Contemporary high volume, high velocity demand and supply networks are Complex Adaptive Systems — not neat Newtonian machines. The more granular our flow data, the more dynamic — and paradoxically — unpredictable our outcomes. Probabilities can be estimated and assessed. More and better data will improve our sense of probabilities. But strict predictability will remain elusive.

Several weeks ago a client asked me to help them look at an emerging risk to some crucial flows. Other outsiders were also asked to offer insights. I tend to focus on midstream flows, especially the confluence of several flows (aka capacity concentrations). One of the others generated a sizing and siting of downstream — fairly granular — demand. I deduce midstream probabilities from diverse indicators. They induce demand dynamics from specific, carefully curated data sources. I hope to be data-informed. These others are definitely data-driven.

In this particular case, for a host of idiosyncratic reasons, the data sources available were seriously wrong. Unfortunately, the data curators and analysts involved did not have a sufficient contextual understanding to recognize several signals of data deficiency. Instead of running the results, recognizing problems, and trying a different way to slice and dice their data, they generated an authoritative report of initial results.

The client did not need me to point out problems. The client understood their own demand well-enough to immediately suss-out fundamental problems in the data-driven analysis. It was embarrassing for everyone.
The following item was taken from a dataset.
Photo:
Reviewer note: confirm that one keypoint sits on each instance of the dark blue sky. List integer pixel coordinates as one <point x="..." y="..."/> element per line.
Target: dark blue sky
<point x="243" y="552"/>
But quickly recognizing the problems was much better than making decisions off wildly skewed angles on reality.

The client was wise in involving several different angles on their potential problem. The client was wise in not expecting a silver bullet. This client’s senior decision-makers are well-informed regarding context. More than many others, these decision-makers are very curious and consistently humble (somehow those two characteristics seem seldom-enough compatible).

I have seen this client be decisive. But they are, if anything, unusually patient. Their corporate culture values shaping and recognizing the “right time” for making and executing a decision. They watch their flows — upstream, midstream, and downstream. They listen to their suppliers, stakeholders, and customers.
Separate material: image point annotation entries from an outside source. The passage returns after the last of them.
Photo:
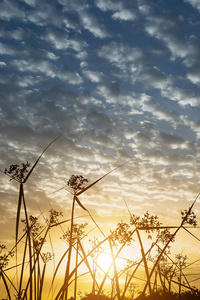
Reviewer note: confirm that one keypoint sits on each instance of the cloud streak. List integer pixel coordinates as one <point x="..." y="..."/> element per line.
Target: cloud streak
<point x="119" y="80"/>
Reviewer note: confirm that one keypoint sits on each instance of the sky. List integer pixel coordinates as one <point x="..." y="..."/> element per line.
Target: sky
<point x="119" y="82"/>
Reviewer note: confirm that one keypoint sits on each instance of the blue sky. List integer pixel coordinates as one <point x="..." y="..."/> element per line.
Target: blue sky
<point x="119" y="81"/>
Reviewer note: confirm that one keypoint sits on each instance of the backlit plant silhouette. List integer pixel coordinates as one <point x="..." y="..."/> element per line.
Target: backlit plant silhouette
<point x="160" y="271"/>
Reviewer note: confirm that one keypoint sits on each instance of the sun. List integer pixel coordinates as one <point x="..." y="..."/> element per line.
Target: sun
<point x="104" y="261"/>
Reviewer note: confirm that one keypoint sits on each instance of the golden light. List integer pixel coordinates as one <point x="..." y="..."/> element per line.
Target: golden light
<point x="104" y="262"/>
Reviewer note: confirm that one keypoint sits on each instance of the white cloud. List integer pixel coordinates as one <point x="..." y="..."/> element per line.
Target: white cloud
<point x="93" y="76"/>
<point x="194" y="3"/>
<point x="44" y="67"/>
<point x="125" y="15"/>
<point x="10" y="10"/>
<point x="121" y="12"/>
<point x="121" y="55"/>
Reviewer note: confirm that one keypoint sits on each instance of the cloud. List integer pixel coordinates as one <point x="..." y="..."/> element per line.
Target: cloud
<point x="11" y="9"/>
<point x="94" y="76"/>
<point x="194" y="3"/>
<point x="121" y="55"/>
<point x="119" y="9"/>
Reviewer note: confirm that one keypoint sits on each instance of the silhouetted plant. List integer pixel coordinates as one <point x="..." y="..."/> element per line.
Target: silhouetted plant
<point x="149" y="223"/>
<point x="17" y="173"/>
<point x="77" y="182"/>
<point x="189" y="217"/>
<point x="122" y="234"/>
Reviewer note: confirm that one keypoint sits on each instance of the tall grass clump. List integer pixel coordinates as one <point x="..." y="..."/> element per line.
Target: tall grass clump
<point x="159" y="271"/>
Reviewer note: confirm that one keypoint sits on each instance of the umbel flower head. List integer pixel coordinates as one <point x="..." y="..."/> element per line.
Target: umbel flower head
<point x="76" y="182"/>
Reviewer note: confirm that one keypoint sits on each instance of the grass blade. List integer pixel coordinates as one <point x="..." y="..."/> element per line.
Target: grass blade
<point x="89" y="186"/>
<point x="33" y="167"/>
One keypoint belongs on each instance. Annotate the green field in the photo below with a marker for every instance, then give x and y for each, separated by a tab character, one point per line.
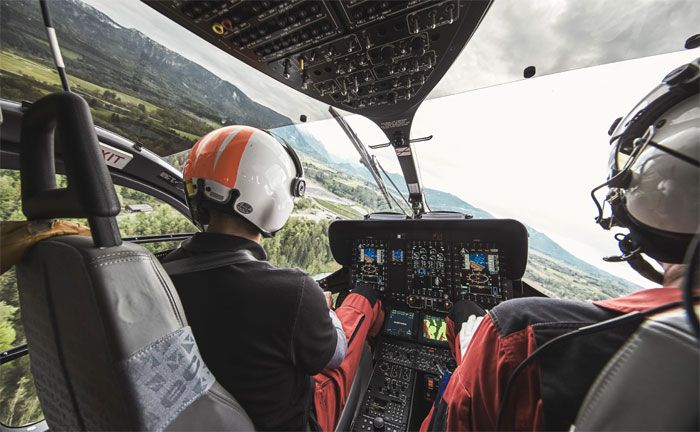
340	209
185	134
19	65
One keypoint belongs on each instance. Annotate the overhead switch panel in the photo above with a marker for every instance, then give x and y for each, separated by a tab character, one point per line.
365	56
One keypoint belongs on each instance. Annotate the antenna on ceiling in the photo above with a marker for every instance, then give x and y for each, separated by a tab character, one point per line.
53	41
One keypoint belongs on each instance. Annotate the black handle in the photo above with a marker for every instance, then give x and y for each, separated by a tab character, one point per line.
64	119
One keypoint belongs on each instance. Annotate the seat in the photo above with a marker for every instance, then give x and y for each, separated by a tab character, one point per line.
651	384
109	344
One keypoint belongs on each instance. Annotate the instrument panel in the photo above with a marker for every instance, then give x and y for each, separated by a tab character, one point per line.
428	265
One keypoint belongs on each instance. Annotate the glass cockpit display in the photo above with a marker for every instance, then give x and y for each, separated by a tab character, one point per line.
479	271
429	261
434	329
370	263
399	323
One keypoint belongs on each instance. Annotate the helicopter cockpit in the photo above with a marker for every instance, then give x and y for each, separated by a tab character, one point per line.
351	71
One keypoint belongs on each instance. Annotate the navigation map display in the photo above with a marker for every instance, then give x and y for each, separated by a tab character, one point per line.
399	323
371	260
434	329
479	273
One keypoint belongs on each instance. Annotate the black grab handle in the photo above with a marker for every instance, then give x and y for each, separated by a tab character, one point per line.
65	119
This client brings well-informed, well-conceived deniable hypotheses to potential problems. They actively probe context. They adapt their hypotheses to emerging signals. They act courageously, continue to watch/listen for outcomes, and adjust accordingly. They are not afraid of being wrong. They assume that even when they are right, their actions will create outcomes requiring adaptation. The goal is less a matter of being right or avoiding wrong and much more about being effective in context.
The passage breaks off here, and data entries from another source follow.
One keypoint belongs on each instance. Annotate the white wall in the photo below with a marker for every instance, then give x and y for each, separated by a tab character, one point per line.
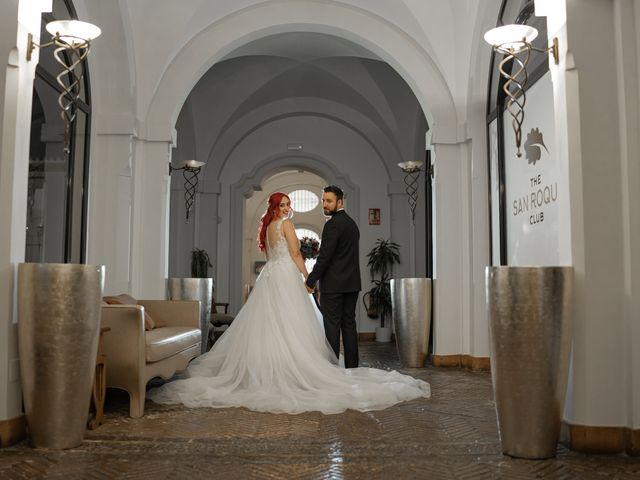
16	90
597	115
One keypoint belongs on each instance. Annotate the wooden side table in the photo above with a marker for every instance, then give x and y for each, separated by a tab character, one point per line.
99	385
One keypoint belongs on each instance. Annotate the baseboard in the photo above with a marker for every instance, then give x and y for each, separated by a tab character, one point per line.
603	440
12	431
371	337
463	361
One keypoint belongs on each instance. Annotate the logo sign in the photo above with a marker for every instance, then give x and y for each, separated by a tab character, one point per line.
536	189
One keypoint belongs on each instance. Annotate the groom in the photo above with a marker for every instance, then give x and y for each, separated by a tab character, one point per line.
338	270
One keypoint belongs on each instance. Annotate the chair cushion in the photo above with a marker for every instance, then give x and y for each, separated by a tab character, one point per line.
221	319
124	299
163	342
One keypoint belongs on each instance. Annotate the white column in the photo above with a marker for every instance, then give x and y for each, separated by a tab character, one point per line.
150	229
110	209
589	102
450	295
16	90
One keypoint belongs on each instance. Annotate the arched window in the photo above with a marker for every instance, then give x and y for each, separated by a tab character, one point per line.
58	187
303	200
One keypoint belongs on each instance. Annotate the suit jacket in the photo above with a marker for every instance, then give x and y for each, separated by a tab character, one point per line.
338	264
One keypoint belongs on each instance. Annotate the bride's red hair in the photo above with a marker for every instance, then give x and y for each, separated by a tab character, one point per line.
270	214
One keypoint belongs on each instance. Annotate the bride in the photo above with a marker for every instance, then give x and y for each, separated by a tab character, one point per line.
274	357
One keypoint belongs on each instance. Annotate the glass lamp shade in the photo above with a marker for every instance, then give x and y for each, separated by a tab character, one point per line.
192	164
511	37
411	166
73	32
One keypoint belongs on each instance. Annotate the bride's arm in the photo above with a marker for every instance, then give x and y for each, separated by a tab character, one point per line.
294	246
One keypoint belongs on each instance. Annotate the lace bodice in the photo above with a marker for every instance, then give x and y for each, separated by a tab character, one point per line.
278	251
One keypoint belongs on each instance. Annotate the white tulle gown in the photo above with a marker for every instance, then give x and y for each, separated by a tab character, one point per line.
274	357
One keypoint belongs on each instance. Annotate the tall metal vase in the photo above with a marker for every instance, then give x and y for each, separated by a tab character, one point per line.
411	307
194	289
58	331
530	326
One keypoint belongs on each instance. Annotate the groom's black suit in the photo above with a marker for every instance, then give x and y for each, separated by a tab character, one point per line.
338	270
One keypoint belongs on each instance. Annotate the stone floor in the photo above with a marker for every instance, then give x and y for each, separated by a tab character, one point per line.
452	435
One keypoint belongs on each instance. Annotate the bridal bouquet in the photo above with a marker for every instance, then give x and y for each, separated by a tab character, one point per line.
309	247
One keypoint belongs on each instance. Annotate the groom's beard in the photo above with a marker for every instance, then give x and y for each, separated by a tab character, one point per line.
330	213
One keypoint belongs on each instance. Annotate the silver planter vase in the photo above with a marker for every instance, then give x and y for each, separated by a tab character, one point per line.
411	307
200	289
58	331
530	324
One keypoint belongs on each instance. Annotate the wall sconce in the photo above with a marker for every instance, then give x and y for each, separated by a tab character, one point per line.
190	170
72	39
412	170
514	42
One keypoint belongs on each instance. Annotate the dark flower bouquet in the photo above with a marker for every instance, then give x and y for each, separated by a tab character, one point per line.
309	247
Of course data is needed to make constructive decisions. More quantitative and qualitative data is usually better than less. But no matter how much granular data is eventually gathered by all the fabulous sensors distributed across our 2054 Internet-Of-Things, the decisions to be made — by human wet-ware or the most advanced AI — will still require a sense of context, purpose, and emergence.

Data gathering, creation, and analysis is tough. Synthesizing outcomes in meaningful context to advance constructive purposes is crucial.